It’s not everyday that I have a request for nine memorial quilts to honor a single individual, but when Lori called from Texas asking if I could make nine quilts from her husband, James’ clothes, I accepted the challenge. This post features the first four of the nine quilts. Each quilt went to a different family member, including two grandsons.
James was a hardworking man, living in southern Texas. Not only had he worked in the oil field for 30 years, including 20 years for BP on the Thunder Horse frigate as a top-side operator, but he also drove an 18-wheeler, hauling a friend’s rice harvest from their farm to market. His death was a devastating loss for his family and his community.

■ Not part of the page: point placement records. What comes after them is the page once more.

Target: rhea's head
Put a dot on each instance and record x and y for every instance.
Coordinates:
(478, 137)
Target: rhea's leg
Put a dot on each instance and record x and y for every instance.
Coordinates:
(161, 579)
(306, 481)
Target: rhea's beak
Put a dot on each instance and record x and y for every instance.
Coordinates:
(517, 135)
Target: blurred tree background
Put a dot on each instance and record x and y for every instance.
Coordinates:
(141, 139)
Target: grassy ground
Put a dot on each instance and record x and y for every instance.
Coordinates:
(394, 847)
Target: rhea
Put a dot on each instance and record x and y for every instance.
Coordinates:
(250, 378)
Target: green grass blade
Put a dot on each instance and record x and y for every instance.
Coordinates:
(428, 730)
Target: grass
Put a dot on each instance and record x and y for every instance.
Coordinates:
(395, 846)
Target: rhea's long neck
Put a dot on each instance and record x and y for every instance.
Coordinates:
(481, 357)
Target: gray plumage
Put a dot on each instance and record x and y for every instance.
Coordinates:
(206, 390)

When I received the four enormous boxes of James’ clothing, I have to admit I was daunted.
Luckily, Lori had grouped combinations of garments labeled clearly with the name of each quilt recipient.
Lori had also included a number of James’ BP uniforms, all with varying degrees of fading and each with an American flag patch and James’ embroidered name to be worked in to all the larger quilts.
The deconstruction of so many garments took many hours.
I loved working with all the different hues of his faded jeans.
Lori chose a petal design for her quilt which involved backing many fabrics with paper backed adhesive.
Here I began to layout the pieces –
with the petals –
and more petals.
I worked in the flag, too.
And here is the finished quilt followed by a detail.
The next quilt I made was for James’ son, Ryan, and this was my “palette”:
The clothes were cut into varying widths,
pieced on the diagonal,
Fundamentally what I’m doing is color mixing through piecing.
Here is the final quilt.
Next up was a quilt for James’ daughter, Kelcey, which consisted of larger petal shapes.
I liked how all of the neutrals in Kelcey’s group worked so nicely with one another for the ground blocks.
The brighter colors and patterned fabrics became the flower shapes.
Here is the finished quilt. The corner leaf shapes were cut out of James’ starred swimming trunks.
The final quilt of the initial four was for James’ son-in-law, Patrick.
Even though the final quilt design is two-dimensional, I really love capturing the sculptural elements that happen along the way.
Here is the stack of all the quilt blocks.
All sewn together…
with the flag and embroidery from one of James’ uniforms.
The finished quilt was bold and ordered. I titled it James’ Solace.